0.5.2 • Public • Published

mssql-pool-party

ES6+ extension of mssql that provides:

  • Failover between multiple connection pools
  • A mechanism to load DSNs (Data Source Names, think connection strings) asynchronously and recreate connection pools accordingly
  • Various retry options for requests, transactions, and prepared statements
  • Health and statistics of connection pools
  • Only minor changes to the existing mssql API

Jump on in, the water's fine.

Why does this package exist?

  • Disaster recovery option when you're not using Availability Groups (e.g. Database Mirroring)
  • If you store/manage database credentials using an external service, the dsnProvider option lets you automatically grab those changes and recreate connection pools.
  • Stats/health reporting, so you can see what databases your app is talking to and whether or not the connections are healthy.
  • Built in retry/reconnect options

Usage

Simple single connection pool

// my-db.js
import sql from 'mssql-pool-party';
 
const config = {
  // See configuration section below for more information
  dsn: {
    user: ...
    password: ...
    server: ...
    database: ...
  },
  connectionPoolConfig: {
    options: {
      encrypt: true,
    }
  }
};
 
const connection = new sql.ConnectionPoolParty(config);
 
connection.on('error', console.error);
 
export default connection;
// call-proc.js
import sql from 'mssql-pool-party';
import myDb from './my-db';
 
export default function callProc() {
  return myDb.request()
    .input('some_param', sql.Int, 10)
    .execute('my_proc')
    .then(console.dir)
    .catch(console.error);
}

Using a DsnProvider to retrieve one or more dsn(s) dynamically

// my-db.js
import sql from 'mssql-pool-party';
import jsonFileDsnProvider from 'my-example-dsn-provider';
 
// grab DSN(s) from a json file
const dsnProvider = jsonFileDsnProvider('/etc/secrets/my_db.json');
 
const config = {
  dsnProvider,
  connectionPoolConfig: {
    connectTimeout: 5000,
    requestTimeout: 30000,
    options: {
      appName: 'mssql-pool-party-example',
      encrypt: true,
    },
  },
  retries: 2,
  reconnects: 1,
};
 
const connection = new sql.ConnectionPoolParty(config);
 
// this attempts to connect each ConnectionPool before any requests are made.
// returns a promise, so you can use it during an API's warmup phase before
// starting any listeners
connection.warmup();
 
connection.on('error', console.error);
 
// logging connection pool stats to console every 60 seconds
setInterval(() => console.log(connection.stats()), 60000);
 
export default connection;
// run-query.js
import sql from 'mssql-pool-party';
import myDb from './my-db';
 
export default function runQuery(id) {
  return myDb.request()
    .input('some_param', sql.Int, id)
    .query('select * from mytable where id = @some_param')
    .then(console.dir)
    .catch(console.error);
}

Configuration

Check out the detailed API documentation.

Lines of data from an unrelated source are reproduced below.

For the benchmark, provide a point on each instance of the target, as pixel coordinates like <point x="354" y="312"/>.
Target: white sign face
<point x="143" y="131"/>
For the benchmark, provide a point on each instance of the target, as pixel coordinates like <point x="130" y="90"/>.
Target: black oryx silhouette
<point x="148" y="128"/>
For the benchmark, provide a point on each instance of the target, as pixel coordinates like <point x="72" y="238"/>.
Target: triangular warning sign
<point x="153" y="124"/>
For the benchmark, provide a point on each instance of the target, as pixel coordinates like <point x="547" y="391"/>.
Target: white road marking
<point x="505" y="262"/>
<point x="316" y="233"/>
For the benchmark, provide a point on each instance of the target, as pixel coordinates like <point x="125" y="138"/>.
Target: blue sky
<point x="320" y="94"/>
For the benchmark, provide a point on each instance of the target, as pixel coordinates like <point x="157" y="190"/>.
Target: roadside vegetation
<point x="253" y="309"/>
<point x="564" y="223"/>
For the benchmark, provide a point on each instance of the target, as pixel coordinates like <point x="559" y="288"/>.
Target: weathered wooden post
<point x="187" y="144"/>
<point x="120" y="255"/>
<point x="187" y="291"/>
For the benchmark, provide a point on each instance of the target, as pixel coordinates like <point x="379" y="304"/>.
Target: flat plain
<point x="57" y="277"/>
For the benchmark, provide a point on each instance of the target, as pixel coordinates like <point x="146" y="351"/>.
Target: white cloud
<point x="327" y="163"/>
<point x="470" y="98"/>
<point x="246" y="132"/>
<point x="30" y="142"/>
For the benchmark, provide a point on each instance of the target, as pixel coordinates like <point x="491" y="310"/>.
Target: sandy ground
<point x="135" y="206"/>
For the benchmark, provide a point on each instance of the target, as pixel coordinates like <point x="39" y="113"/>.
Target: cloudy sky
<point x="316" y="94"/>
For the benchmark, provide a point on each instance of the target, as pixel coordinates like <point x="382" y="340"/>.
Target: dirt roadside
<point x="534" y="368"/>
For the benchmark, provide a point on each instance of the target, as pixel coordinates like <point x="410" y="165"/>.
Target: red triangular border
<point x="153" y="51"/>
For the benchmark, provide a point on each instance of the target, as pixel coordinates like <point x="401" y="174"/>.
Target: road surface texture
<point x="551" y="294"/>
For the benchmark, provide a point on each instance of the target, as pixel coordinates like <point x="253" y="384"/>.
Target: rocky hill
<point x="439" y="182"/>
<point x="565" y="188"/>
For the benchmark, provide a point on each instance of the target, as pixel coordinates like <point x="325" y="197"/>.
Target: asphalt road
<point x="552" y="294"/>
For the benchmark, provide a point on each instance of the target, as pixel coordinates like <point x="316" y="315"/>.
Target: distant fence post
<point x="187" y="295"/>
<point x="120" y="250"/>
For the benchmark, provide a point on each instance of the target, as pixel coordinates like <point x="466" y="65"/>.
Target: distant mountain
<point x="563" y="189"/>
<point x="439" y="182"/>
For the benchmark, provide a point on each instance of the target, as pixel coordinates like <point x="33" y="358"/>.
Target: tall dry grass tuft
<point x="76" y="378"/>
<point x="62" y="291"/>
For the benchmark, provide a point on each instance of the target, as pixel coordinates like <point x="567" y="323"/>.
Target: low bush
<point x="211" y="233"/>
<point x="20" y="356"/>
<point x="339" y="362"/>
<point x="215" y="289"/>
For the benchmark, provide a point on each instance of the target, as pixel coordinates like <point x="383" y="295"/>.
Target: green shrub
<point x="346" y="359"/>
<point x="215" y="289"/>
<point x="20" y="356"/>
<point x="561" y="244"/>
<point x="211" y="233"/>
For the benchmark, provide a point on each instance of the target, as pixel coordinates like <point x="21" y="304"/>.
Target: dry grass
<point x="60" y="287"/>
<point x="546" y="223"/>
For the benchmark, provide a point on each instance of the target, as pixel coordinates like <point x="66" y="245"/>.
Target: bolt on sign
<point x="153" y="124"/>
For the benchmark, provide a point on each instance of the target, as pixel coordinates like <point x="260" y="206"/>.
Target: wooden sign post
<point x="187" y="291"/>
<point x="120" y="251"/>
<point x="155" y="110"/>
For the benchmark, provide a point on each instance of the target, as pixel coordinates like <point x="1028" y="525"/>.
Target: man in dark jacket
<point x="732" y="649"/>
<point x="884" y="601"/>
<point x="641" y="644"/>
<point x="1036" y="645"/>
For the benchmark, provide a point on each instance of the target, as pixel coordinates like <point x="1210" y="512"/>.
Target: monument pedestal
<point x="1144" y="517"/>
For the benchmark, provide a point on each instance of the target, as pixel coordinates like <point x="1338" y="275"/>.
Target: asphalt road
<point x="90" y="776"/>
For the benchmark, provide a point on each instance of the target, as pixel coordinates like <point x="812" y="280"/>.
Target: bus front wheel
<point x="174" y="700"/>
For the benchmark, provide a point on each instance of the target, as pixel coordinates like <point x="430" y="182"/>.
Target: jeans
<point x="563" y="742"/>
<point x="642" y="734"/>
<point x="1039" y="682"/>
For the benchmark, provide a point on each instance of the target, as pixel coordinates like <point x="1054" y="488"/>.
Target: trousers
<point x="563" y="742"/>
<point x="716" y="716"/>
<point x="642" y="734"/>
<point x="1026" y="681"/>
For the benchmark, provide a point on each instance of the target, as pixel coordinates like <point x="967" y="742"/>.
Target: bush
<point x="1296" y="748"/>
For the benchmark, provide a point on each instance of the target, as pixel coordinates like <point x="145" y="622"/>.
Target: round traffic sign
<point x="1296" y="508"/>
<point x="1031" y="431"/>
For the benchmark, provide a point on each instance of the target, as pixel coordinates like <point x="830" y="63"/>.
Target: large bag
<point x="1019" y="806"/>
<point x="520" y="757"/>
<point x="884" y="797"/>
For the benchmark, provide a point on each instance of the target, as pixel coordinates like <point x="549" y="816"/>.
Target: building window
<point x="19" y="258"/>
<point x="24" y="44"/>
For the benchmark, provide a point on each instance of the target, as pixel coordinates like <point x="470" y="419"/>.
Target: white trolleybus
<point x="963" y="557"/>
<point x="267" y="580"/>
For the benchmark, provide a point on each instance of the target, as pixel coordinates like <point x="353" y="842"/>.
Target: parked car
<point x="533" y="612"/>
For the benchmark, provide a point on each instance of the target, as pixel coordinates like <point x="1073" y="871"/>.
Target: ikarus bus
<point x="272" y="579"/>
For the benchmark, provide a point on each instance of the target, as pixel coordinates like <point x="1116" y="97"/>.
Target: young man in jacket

You'll also want to familiarize yourself with node-mssql's documentation, as much of it applies to mssql-pool-party.

Events

  • error - This event is fired whenever errors are encountered that DO NOT result in a rejected promise, stream error, or callback error that can be accessed/caught by the consuming app, which makes this event the only way to respond to such errors. Example: An app initiates a query, the first attempt fails, but a retry is triggered and the second attempt succeeds. From the apps perspective, the retry attempt isn't visible and their promised query is resolved. However, apps may want to know when a query requires a retry to succeed, so we emit the error using this event. TAKE NOTE: Unlike the mssql package, failing to subscribe to the error event will not result in an unhandled exception and subsequent process crash.

Streaming

The mssql package's streaming API is supported in mssql-pool-party, with a substantial caveat. By their nature, streams attempt to minimize the amount of memory in use by "streaming" chunks of the data from one source to another. Their behavior makes them not play well with retry/reconnect logic, because the stream destination would need to understand when a retry/reconnect happens and abandon any previously received data in preparation for data coming from another attempt. Otherwise, you're going to end up just caching all the chunks in memory, negating the benefits of using a stream. Observe:

import myDb from './my-db';
 
const request = myDb.request();
request.stream = true;
let currentAttempt = 0;
let rows;
let errors;
const resetDataIfNeeded = (attemptNumber) => {
  if (attemptNumber > currentAttempt) {
    rows = [];
    errors = [];
    currentAttempt += 1;
  }
};
request.query('select * from SomeHugeTable');
request.on('error', (err, attemptNumber) => {
  resetDataIfNeeded(attemptNumber);
  errors.push(err);
});
request.on('rows', (row, attemptNumber) => {
  resetDataIfNeeded(attemptNumber);
  rows.push(row);
});
// NOTE: done is only called after the final attempt
request.on('done', (result, attemptNumber) => {
  if (errors.length) {
    errors.forEach(console.log);
    throw new Error('Unhandled errors.  Handle them!');
  }
  console.log(rows);
});

In this example, we are storing errors/rows in memory. If we notice that the attemptNumber increments, we throw away our cached data and start over. Once the done event fires, we check to see if there are any errors and if not, return the results. This is a poor use of streams, because we are caching the entire result set in memory. To use streams properly, we would need to take the data provided by the rows event and shuttle it off somewhere else. The problem is that where we are shuttling it off to needs something similar to the resetDataIfNeeded function in the example above.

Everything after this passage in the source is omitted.